While most stakeholders support federal banking reform, the SAFER Banking Act has demonstrated that the devil is in the details. While Warnock spoke to his interest in seeing further equity protections, Senate Majority Leader Chuck Schumer (D-NY) has said that bringing the legislation to the Senate floor is a matter of securing more Republican votes.
Schumer said that task is made more difficult by the fact that some lawmakers are afraid that their constituents, “particularly the older ones,” don’t want them to embrace reform despite overall majority voter support.
Regardless of broad support from voters, the majority leader said the cannabis banking legislation that cleared the Senate Banking Committee in September is still being held from the floor as senators work to assembly a firmer bipartisan coalition.
“It’s bipartisan. It has support in the House.

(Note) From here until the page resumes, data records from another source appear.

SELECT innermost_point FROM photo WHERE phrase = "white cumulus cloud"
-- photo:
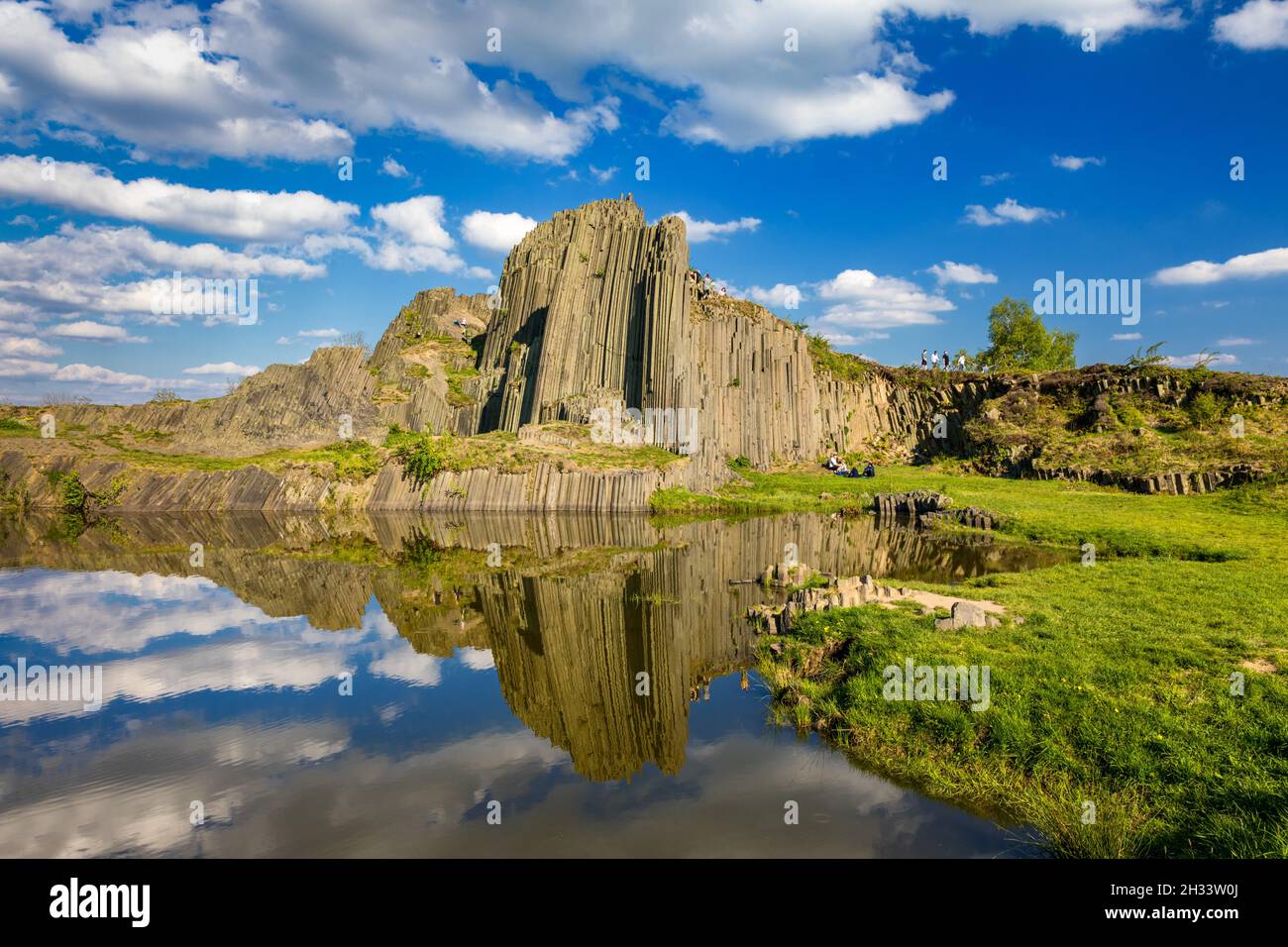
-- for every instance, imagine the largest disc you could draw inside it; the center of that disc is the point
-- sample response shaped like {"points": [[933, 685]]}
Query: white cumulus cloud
{"points": [[1257, 25], [1006, 213], [1245, 266], [494, 232]]}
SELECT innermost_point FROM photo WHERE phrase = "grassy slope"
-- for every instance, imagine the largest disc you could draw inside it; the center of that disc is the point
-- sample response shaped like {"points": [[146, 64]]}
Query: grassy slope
{"points": [[1116, 688]]}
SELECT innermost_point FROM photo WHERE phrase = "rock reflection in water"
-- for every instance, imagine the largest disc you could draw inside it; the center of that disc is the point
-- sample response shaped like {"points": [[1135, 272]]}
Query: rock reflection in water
{"points": [[579, 608]]}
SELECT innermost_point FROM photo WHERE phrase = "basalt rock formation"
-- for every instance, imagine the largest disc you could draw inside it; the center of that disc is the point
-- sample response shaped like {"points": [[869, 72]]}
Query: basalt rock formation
{"points": [[596, 322]]}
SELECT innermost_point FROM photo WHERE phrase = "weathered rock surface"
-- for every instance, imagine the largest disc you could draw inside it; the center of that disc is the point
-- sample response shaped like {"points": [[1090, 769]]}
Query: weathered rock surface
{"points": [[593, 312], [862, 590]]}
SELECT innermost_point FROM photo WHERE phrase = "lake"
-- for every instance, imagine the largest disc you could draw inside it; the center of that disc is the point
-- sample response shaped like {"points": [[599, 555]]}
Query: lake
{"points": [[391, 684]]}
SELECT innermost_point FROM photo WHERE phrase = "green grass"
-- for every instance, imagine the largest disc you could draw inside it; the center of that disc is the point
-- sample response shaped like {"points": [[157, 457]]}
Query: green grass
{"points": [[347, 460], [1115, 689], [13, 427]]}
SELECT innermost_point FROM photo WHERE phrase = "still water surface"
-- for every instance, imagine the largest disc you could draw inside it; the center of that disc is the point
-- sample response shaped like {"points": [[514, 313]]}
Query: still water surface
{"points": [[471, 684]]}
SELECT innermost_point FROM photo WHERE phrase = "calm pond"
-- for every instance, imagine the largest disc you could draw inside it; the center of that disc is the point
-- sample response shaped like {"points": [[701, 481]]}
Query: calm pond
{"points": [[373, 686]]}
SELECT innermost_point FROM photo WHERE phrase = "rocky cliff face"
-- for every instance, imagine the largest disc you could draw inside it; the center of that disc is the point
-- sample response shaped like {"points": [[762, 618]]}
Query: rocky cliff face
{"points": [[593, 316], [595, 312]]}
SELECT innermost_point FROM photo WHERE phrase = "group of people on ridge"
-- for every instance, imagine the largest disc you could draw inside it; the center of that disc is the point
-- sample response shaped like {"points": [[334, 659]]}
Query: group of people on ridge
{"points": [[704, 285], [947, 365], [841, 470]]}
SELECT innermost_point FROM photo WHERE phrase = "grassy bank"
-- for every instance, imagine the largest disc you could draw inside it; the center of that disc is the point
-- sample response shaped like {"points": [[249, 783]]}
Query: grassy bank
{"points": [[1116, 689]]}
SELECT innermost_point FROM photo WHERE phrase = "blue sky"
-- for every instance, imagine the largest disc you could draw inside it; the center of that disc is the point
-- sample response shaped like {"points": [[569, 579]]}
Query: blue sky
{"points": [[141, 140]]}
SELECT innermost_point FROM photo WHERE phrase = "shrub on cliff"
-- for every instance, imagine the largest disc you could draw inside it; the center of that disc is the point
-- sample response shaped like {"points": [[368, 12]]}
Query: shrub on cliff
{"points": [[1019, 341]]}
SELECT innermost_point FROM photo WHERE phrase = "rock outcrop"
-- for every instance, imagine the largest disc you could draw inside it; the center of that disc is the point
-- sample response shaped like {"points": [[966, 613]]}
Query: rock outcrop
{"points": [[596, 318]]}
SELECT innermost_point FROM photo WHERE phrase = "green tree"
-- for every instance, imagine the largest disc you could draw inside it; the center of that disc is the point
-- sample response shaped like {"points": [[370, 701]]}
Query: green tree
{"points": [[1020, 342]]}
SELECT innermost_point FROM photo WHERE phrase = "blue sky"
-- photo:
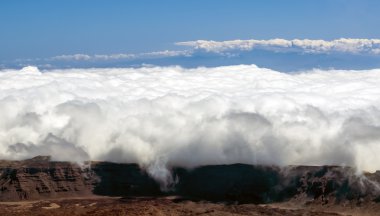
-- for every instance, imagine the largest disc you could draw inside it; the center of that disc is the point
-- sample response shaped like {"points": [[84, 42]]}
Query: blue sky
{"points": [[46, 28]]}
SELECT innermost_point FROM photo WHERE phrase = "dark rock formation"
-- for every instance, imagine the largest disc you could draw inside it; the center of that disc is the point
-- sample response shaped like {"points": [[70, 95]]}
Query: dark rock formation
{"points": [[40, 178]]}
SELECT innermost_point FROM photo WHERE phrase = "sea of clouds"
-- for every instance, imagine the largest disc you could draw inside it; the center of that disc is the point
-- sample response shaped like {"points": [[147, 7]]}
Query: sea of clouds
{"points": [[160, 117]]}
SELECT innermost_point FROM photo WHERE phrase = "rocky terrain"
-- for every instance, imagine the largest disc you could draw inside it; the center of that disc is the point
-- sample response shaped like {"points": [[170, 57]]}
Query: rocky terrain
{"points": [[60, 188]]}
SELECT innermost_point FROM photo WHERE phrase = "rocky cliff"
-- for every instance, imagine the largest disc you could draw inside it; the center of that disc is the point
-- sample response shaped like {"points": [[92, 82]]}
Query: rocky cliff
{"points": [[40, 178]]}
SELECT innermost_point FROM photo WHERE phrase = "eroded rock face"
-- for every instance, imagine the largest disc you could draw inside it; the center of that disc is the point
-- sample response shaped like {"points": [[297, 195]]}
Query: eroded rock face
{"points": [[40, 178]]}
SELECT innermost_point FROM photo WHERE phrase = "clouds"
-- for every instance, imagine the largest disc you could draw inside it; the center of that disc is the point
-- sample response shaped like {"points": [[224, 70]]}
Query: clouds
{"points": [[120, 56], [161, 117], [343, 45]]}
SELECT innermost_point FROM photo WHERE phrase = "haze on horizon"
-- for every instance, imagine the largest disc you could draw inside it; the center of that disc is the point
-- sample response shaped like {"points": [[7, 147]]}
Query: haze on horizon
{"points": [[174, 83]]}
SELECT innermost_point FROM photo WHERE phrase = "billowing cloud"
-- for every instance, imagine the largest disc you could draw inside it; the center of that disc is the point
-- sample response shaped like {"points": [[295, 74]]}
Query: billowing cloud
{"points": [[343, 45], [161, 117]]}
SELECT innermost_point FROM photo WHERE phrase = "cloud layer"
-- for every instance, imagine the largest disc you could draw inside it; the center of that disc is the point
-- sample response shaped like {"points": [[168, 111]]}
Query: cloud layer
{"points": [[161, 117], [343, 45]]}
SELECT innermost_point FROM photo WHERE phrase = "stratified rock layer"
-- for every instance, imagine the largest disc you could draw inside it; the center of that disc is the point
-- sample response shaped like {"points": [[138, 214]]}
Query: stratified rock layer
{"points": [[40, 178]]}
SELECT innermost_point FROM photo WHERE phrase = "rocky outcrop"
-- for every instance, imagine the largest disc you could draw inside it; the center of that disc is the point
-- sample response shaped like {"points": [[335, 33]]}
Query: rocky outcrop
{"points": [[40, 178]]}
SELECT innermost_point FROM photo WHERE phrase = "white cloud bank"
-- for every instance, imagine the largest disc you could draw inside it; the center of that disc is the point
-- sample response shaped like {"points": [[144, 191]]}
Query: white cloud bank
{"points": [[121, 56], [170, 116], [343, 45]]}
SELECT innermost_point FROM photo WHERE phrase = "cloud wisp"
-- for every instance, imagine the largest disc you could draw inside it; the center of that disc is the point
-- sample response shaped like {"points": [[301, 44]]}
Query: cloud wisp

We could make it law soon,” Schumer said last month, without giving a specific timeline for floor consideration in his chamber.
That perspective appears to depart from that of the lead GOP sponsor of the SAFER Banking Act, Sen. Steve Daines (R-MT), who has maintained that enough of his Republican colleagues in the Senate are already prepared to advance the bill on the floor.
The key question at this stage, Daines has suggested, is whether the measure has enough support to pass the House. He said last month that senators are working with their House counterparts “to get alignment between both of the chambers.”